Адрес: 656049, Россия, г. Барнаул, пр-т Ленина, 61а
Магистрант 1 курса по направлению подготовки «Философия»
Федеральное государственное бюджетное образовательное учреждение высшего образования «Алтайский государственный университет».
Адрес: 656049, Россия, г. Барнаул, пр-т Ленина, 61а
Магистрант 1 курса по направлению подготовки «Философия»
Противоречия и двусмысленность часто приводят к вызывающим стресс состояниям тревожной неопределенности, когда прямые ответы часто недоступны, но их ищут, чтобы смягчить экзистенциальную неуверенность. В условиях, когда усиливаются нарративы амбивалентности, наши традиционные социально-эволюционные склонности избегать их либо путем отрицания, либо активного сопротивления становятся более заметными. Это также приводит к тревоге в пространствах интерсубъективных отношений, особенно когда неопределенность и восприятие угрозы взаимосвязаны, и мы начинаем бояться того, чего не понимаем. В этой статье мы пытаемся найти ответы на тревожные вызовы современности с точки зрения буддийской философии, помогающей нам осознать ценность парадоксов существования, указывая, как изменения в формулировке нашей я-концепции могут помочь нам в этом. Опираясь на избранные принципы из текстов, входящих в состав сутр Махапраджняпарамиты буддизма Махаяны, мы исследуем парадокс отстраненности и сострадания как важный компонент большего онтологического единства, способствующий продвижению по пути Бодхисаттвы.

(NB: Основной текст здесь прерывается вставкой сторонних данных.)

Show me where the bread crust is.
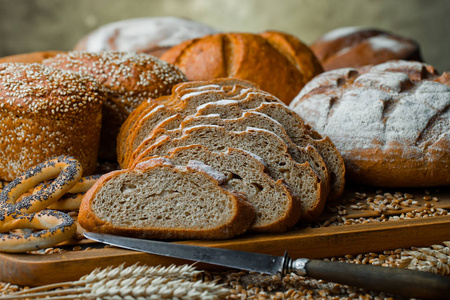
[291,61,450,187]
[78,159,255,239]
[311,27,423,71]
[0,50,64,64]
[0,63,106,181]
[42,51,186,160]
[161,31,323,104]
[74,17,217,57]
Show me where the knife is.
[84,232,450,299]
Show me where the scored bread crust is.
[291,61,450,187]
[311,27,423,71]
[78,158,255,239]
[161,31,323,104]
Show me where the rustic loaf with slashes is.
[42,51,186,160]
[0,63,106,181]
[161,31,323,104]
[78,158,255,239]
[290,61,450,187]
[311,27,422,71]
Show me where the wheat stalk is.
[0,264,230,300]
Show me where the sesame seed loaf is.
[0,51,63,64]
[78,158,255,239]
[132,125,326,221]
[0,63,106,181]
[43,51,186,160]
[311,27,422,71]
[149,145,300,232]
[74,17,217,57]
[161,31,323,104]
[128,110,329,197]
[291,61,450,187]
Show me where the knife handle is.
[288,259,450,299]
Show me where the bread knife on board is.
[84,232,450,299]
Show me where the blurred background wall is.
[0,0,450,71]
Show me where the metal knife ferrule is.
[281,251,309,276]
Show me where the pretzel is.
[0,156,82,252]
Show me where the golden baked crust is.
[311,27,422,71]
[161,31,323,104]
[0,51,63,64]
[291,61,450,187]
[43,51,186,160]
[0,63,106,181]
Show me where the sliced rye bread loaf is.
[132,125,326,221]
[78,158,255,239]
[142,145,301,232]
[128,109,329,197]
[119,85,281,167]
[117,79,262,166]
[195,101,345,200]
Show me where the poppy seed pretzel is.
[0,156,82,252]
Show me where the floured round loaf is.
[161,31,323,104]
[0,63,106,181]
[291,61,450,187]
[43,51,186,160]
[74,17,217,57]
[311,27,422,71]
[78,158,255,239]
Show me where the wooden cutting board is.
[0,188,450,286]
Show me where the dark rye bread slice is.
[119,85,281,167]
[142,145,300,232]
[133,125,326,221]
[117,78,257,162]
[129,110,329,197]
[195,101,345,200]
[78,158,255,239]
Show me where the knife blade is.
[84,232,450,299]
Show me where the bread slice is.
[128,111,329,197]
[118,79,281,167]
[192,101,345,200]
[78,158,255,239]
[132,125,326,221]
[153,145,300,232]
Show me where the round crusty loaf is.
[43,51,186,160]
[0,63,106,181]
[0,51,62,64]
[74,17,217,57]
[311,27,422,71]
[161,31,322,104]
[291,61,450,187]
[78,158,255,239]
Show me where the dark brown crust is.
[78,162,255,239]
[161,32,323,104]
[311,28,423,71]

Фундаментальным принципом, лежащим в основе всех буддийских эпистемологий, в частности школы Махаяны, является сострадание, или каруна, которое составляет одно из четырех возвышенных состояний наряду с меттой (любящей добротой), мудитой (сопереживающей радостью) и упеккхой (невозмутимостью). В отличие от западной традиции, где мудрость относится к сфере рационального, а сострадание — чувственного, эмоционального, буддийская философия рассматривает мудрость и сострадание как взаимообразующие и неразделимые явления. В «Сутре Сердца» Его Святейшества Далай-ламы говорится: «Сострадание — это стремление, состояние ума, желающее, чтобы другие были свободны от страданий. Это не пассивность — это не только сочувствие, — а скорее сопереживающий альтруизм, который активно стремится избавить других от страданий. Подлинное сострадание должно обладать как мудростью, так и любящей добротой. Иными словами, человек должен понимать природу страдания, от которого мы хотим освободить других (это мудрость), и он должен испытывать глубокую близость и сопереживание с другими живыми существами (это любящая доброта)» [1].
Это требует активного сопереживания с сильной готовностью облегчить страдания других, независимо от отношений со страдающим, стирая границы между субъектом и объектом, индивидуальным «я» и индивидуальным «ты». В нашей социальной среде этого явно не хватает. Это, как мы предполагаем, тесно связано с одной из предпосылок идентичности, конкретнее – к варианту, при котором сильное слияние идентичности с закрытой группой приводит к пассивно-агрессивной позиции по отношению к репрессивным групповым идеологиям и агрессивности по отношению к воспринимаемому другому, который расценивается как потенциально угрожающий благополучию группы. Согласно Роберту Сапольски, одному из авторитетнейших специалистов в области нейронаук, мы самый кооперативный, самый альтруистичный и самый сострадательный вид на Земле, если мы готовы умереть за кого-то или что-то, мы автоматически готовы убивать и за них тоже [5]. В оптике буддийской философии причиной этому видится неконтролируемая привязанность к личности. Несмотря на все это, мы остаемся лишенными сострадания и укоренившимися в односторонней сентиментальной лояльности, которая держится на бинарных оппозициях «я – другой», «свой – чужой», и замкнутых локальных «пузырях» изолированной субъектности «нас» и «других».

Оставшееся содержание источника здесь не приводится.